A 5.1 magnitude earthquake was detected in North Korea Wednesday (Jan 6) near a known nuclear test site in the country.
- Updated 06 Jan 2016 11:13

The location of a 5.1 magnitude quake in North Korea. (Source: USGS)
SEOUL: North Korea appeared to have carried out a nuclear test Wednesday — its fourth — with seismologists detecting a 5.1 magnitude tremor next to its main atomic test site in the northeast of the country.
The website of the China Earthquake Network Centre described the seismic activity, which came just two days before North Korean leader Kim Jong-Un’s birthday, as a “suspected explosion”.
North Korea state radio said Pyongyang would make a “special announcement” at 12:00 Pyongyang time (0330 GMT). It gave no details of the content.
The US Geological Survey said the epicentre of the quake — detected at 10:00 am Pyongyang time (0130 GMT) — was in the northeast of the country, some 50 kilometres (30 miles) northwest of Kilju city, placing it right next to the Punggye-ri nuclear test site.
Any confirmed test will trigger widespread international condemnation of North Korea, which has already conducted three nuclear tests in 2006, 2009 and 2013 — all at the Punggye-ri site.
It would certainly result in a tightening of international sanctions imposed after the North’s previous nuclear and ballistic missile tests.

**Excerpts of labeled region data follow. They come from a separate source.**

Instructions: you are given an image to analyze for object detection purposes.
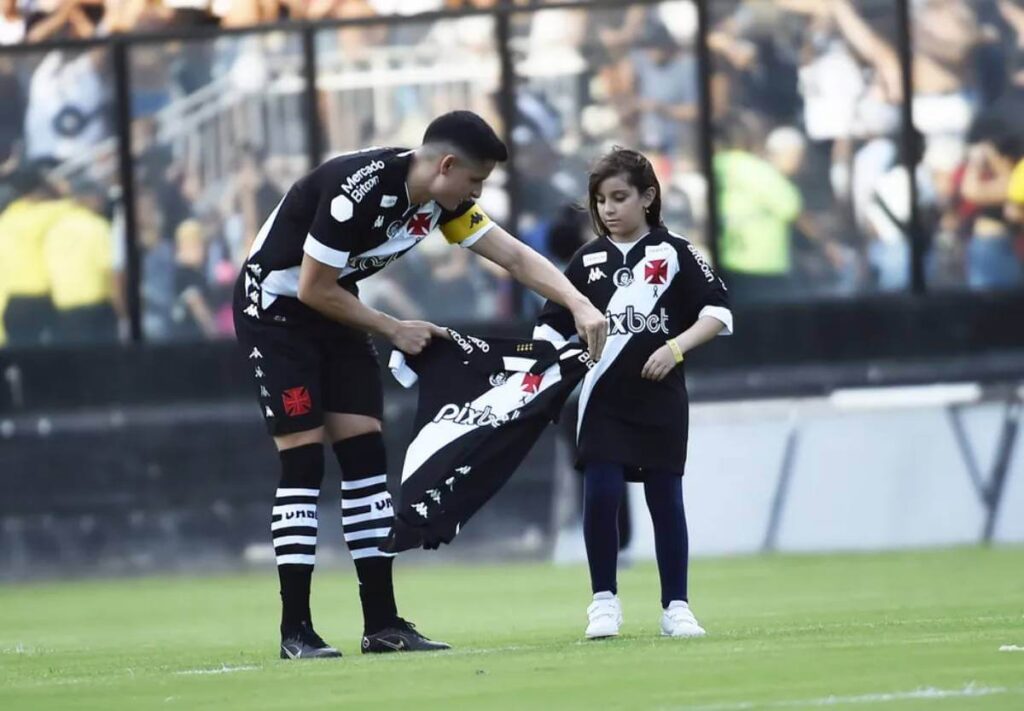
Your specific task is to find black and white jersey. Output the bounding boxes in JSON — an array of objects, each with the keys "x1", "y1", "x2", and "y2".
[
  {"x1": 534, "y1": 227, "x2": 732, "y2": 473},
  {"x1": 384, "y1": 329, "x2": 595, "y2": 552},
  {"x1": 238, "y1": 149, "x2": 494, "y2": 321}
]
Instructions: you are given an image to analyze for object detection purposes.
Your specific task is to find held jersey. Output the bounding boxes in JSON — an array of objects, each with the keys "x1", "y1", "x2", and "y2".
[
  {"x1": 534, "y1": 227, "x2": 732, "y2": 472},
  {"x1": 241, "y1": 149, "x2": 494, "y2": 321},
  {"x1": 384, "y1": 329, "x2": 594, "y2": 552}
]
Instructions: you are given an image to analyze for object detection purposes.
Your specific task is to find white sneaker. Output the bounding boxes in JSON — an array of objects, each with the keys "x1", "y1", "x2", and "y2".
[
  {"x1": 586, "y1": 592, "x2": 623, "y2": 639},
  {"x1": 662, "y1": 600, "x2": 708, "y2": 637}
]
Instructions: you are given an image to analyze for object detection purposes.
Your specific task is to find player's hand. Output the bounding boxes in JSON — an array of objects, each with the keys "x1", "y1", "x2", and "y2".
[
  {"x1": 572, "y1": 299, "x2": 608, "y2": 361},
  {"x1": 640, "y1": 345, "x2": 678, "y2": 381},
  {"x1": 390, "y1": 321, "x2": 450, "y2": 356}
]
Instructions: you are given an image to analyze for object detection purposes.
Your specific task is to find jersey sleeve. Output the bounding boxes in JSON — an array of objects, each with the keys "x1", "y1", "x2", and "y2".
[
  {"x1": 676, "y1": 239, "x2": 732, "y2": 336},
  {"x1": 300, "y1": 163, "x2": 376, "y2": 269},
  {"x1": 534, "y1": 249, "x2": 584, "y2": 344},
  {"x1": 438, "y1": 200, "x2": 495, "y2": 247}
]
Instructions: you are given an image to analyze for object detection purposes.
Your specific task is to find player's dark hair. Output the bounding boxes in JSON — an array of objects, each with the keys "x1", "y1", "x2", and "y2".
[
  {"x1": 423, "y1": 111, "x2": 509, "y2": 163},
  {"x1": 589, "y1": 145, "x2": 662, "y2": 237}
]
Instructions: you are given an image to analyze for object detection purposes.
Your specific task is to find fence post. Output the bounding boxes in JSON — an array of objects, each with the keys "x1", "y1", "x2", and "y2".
[
  {"x1": 111, "y1": 37, "x2": 144, "y2": 343},
  {"x1": 896, "y1": 0, "x2": 926, "y2": 295}
]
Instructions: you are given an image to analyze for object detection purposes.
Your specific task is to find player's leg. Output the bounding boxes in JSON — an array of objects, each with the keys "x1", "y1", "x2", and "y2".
[
  {"x1": 236, "y1": 311, "x2": 341, "y2": 659},
  {"x1": 583, "y1": 462, "x2": 626, "y2": 639},
  {"x1": 644, "y1": 470, "x2": 705, "y2": 637},
  {"x1": 325, "y1": 329, "x2": 449, "y2": 653}
]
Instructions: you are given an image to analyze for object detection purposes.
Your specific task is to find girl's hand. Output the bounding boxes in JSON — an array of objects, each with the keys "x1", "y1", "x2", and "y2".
[{"x1": 640, "y1": 345, "x2": 677, "y2": 381}]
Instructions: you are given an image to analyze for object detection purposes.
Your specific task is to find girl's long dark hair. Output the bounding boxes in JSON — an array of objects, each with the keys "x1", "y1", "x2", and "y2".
[{"x1": 588, "y1": 145, "x2": 662, "y2": 237}]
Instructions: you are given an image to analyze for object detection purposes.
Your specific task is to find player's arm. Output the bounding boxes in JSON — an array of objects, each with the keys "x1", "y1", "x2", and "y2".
[
  {"x1": 298, "y1": 252, "x2": 447, "y2": 356},
  {"x1": 640, "y1": 241, "x2": 732, "y2": 380},
  {"x1": 470, "y1": 224, "x2": 608, "y2": 361}
]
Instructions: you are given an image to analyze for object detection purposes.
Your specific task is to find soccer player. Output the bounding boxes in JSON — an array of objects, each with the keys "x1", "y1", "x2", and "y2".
[
  {"x1": 234, "y1": 112, "x2": 607, "y2": 659},
  {"x1": 534, "y1": 149, "x2": 732, "y2": 639}
]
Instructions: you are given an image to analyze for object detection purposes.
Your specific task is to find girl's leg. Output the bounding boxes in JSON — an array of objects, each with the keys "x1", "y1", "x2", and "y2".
[
  {"x1": 583, "y1": 462, "x2": 626, "y2": 594},
  {"x1": 644, "y1": 471, "x2": 689, "y2": 609}
]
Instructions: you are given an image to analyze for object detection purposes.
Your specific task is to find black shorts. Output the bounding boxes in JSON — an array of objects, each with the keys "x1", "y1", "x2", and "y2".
[{"x1": 233, "y1": 280, "x2": 384, "y2": 436}]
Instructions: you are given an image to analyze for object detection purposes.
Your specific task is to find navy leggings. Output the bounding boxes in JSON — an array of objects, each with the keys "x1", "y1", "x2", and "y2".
[{"x1": 583, "y1": 462, "x2": 689, "y2": 608}]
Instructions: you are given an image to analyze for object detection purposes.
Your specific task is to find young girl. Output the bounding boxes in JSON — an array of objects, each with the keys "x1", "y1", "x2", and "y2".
[{"x1": 534, "y1": 148, "x2": 732, "y2": 638}]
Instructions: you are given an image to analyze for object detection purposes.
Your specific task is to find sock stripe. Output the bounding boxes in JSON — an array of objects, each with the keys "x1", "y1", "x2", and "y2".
[
  {"x1": 341, "y1": 474, "x2": 387, "y2": 492},
  {"x1": 273, "y1": 536, "x2": 316, "y2": 549},
  {"x1": 352, "y1": 548, "x2": 395, "y2": 560},
  {"x1": 341, "y1": 516, "x2": 391, "y2": 534},
  {"x1": 341, "y1": 490, "x2": 391, "y2": 515},
  {"x1": 278, "y1": 553, "x2": 316, "y2": 566},
  {"x1": 345, "y1": 527, "x2": 391, "y2": 543},
  {"x1": 278, "y1": 487, "x2": 319, "y2": 499}
]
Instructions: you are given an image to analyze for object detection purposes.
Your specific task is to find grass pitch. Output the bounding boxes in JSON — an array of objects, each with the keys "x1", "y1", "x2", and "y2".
[{"x1": 0, "y1": 548, "x2": 1024, "y2": 711}]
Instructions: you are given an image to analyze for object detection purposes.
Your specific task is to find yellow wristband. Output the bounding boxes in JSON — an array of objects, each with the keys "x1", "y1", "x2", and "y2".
[{"x1": 666, "y1": 338, "x2": 683, "y2": 363}]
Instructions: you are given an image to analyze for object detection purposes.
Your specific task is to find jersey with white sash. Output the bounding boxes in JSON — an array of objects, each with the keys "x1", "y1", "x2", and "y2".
[
  {"x1": 534, "y1": 227, "x2": 732, "y2": 478},
  {"x1": 236, "y1": 148, "x2": 494, "y2": 324},
  {"x1": 382, "y1": 329, "x2": 595, "y2": 552}
]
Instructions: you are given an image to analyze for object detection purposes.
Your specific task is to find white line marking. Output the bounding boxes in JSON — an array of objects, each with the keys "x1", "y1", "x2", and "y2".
[
  {"x1": 174, "y1": 664, "x2": 259, "y2": 674},
  {"x1": 675, "y1": 682, "x2": 1021, "y2": 711}
]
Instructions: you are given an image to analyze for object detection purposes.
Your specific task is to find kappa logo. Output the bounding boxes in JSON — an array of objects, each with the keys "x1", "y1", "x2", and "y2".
[
  {"x1": 281, "y1": 385, "x2": 313, "y2": 417},
  {"x1": 686, "y1": 242, "x2": 725, "y2": 286},
  {"x1": 607, "y1": 305, "x2": 669, "y2": 336},
  {"x1": 522, "y1": 373, "x2": 544, "y2": 394},
  {"x1": 348, "y1": 250, "x2": 408, "y2": 271},
  {"x1": 447, "y1": 329, "x2": 490, "y2": 356},
  {"x1": 611, "y1": 266, "x2": 633, "y2": 289},
  {"x1": 434, "y1": 403, "x2": 519, "y2": 428}
]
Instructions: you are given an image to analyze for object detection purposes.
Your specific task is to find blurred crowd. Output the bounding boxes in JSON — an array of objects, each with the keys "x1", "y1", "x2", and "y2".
[
  {"x1": 0, "y1": 0, "x2": 520, "y2": 45},
  {"x1": 0, "y1": 0, "x2": 1024, "y2": 344},
  {"x1": 710, "y1": 0, "x2": 1024, "y2": 296}
]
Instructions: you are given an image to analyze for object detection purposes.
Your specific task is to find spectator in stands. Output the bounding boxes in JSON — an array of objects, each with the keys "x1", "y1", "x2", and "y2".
[
  {"x1": 0, "y1": 166, "x2": 71, "y2": 345},
  {"x1": 171, "y1": 219, "x2": 218, "y2": 340},
  {"x1": 135, "y1": 188, "x2": 175, "y2": 340},
  {"x1": 714, "y1": 115, "x2": 803, "y2": 300},
  {"x1": 25, "y1": 49, "x2": 111, "y2": 161},
  {"x1": 43, "y1": 183, "x2": 126, "y2": 343},
  {"x1": 0, "y1": 56, "x2": 25, "y2": 204},
  {"x1": 0, "y1": 0, "x2": 26, "y2": 44},
  {"x1": 961, "y1": 136, "x2": 1024, "y2": 290},
  {"x1": 26, "y1": 0, "x2": 100, "y2": 42},
  {"x1": 631, "y1": 23, "x2": 698, "y2": 173}
]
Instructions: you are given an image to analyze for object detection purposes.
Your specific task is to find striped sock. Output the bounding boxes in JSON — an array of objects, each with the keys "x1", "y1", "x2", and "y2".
[
  {"x1": 270, "y1": 445, "x2": 324, "y2": 627},
  {"x1": 334, "y1": 432, "x2": 398, "y2": 634}
]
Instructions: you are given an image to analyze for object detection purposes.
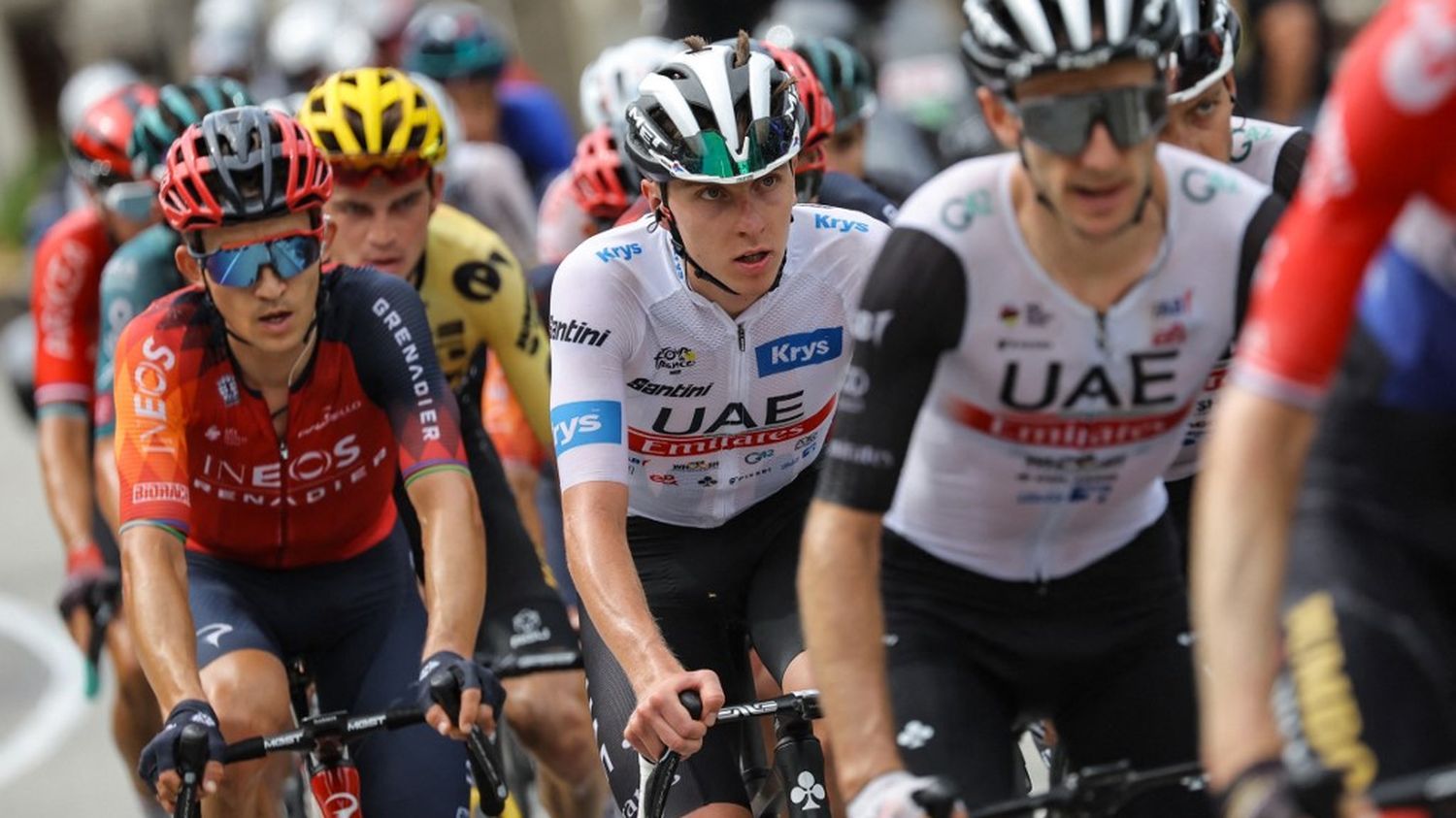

In Seoul, the presidential Blue House called an emergency meeting of the National Security Council, as officials scrambled to confirm the precise nature of the tremor.
“Further analysis is necessary to determine whether it is an artificial or a natural quake,” a spokesman for the Korea Meteorological Administration told AFP.
“We suspect a man-made earthquake and are analysing the scale and epicentre of the quake with the geoscience and mineral resource institute of South Korea.”
Researchers at the US-Korea Institute at Johns Hopkins University said last month that recent satellite images showed North Korea was excavating a new tunnel at Punggye-ri.
“While there are no indications that a nuclear test is imminent, the new tunnel adds to North Korea’s ability to conduct additional detonations over the coming years if it chooses to do so,” they said at the time.
A nuclear test would be seen as major slap in the face to the North’s chief ally China and extinguish any chance of a resumption of six-country talks on North Korea’s nuclear programme that Beijing has been pushing for.
Japan’s top government spokesman said it may have been a nuclear test, based on past experience.
Chief Cabinet Secretary Yoshihide Suga told reporters the government is gathering and analysing information on the incident.
He also said the government has convened meetings of a task force on North Korea.
The U.S. Defense Department was also “looking into reports of a possible seismic event near North Korea’s nuclear facilities”.
This combination of GeoEye Satellite Images captured January 4, 2013 (L) and January 23, 2013 shows the Punggye-ri nuclear test facility.(GeoEye Satellite Image/AFP)
After its last nuclear test in 2013, the North restarted a plutonium reactor that it had shut down at its Yongbyon complex in 2007 under an aid-for-disarmament accord.
It follows South Korea media reports that North Korea appeared to have carried out a test of a submarine-launched ballistic missile last month.
South Korea’s Yonhap News Agency cited an unnamed South Korean government official as saying Pyongyang appeared to have conducted an ejection test of a submarine-launched ballistic missile (SLBM) in December, following a reported failure of such a test in November.
A South Korean military official told Reuters that North Korea continued to developed submarine-launched missile capability but expects it will take a substantial period of time for it to be able to successfully deploy such a weapon.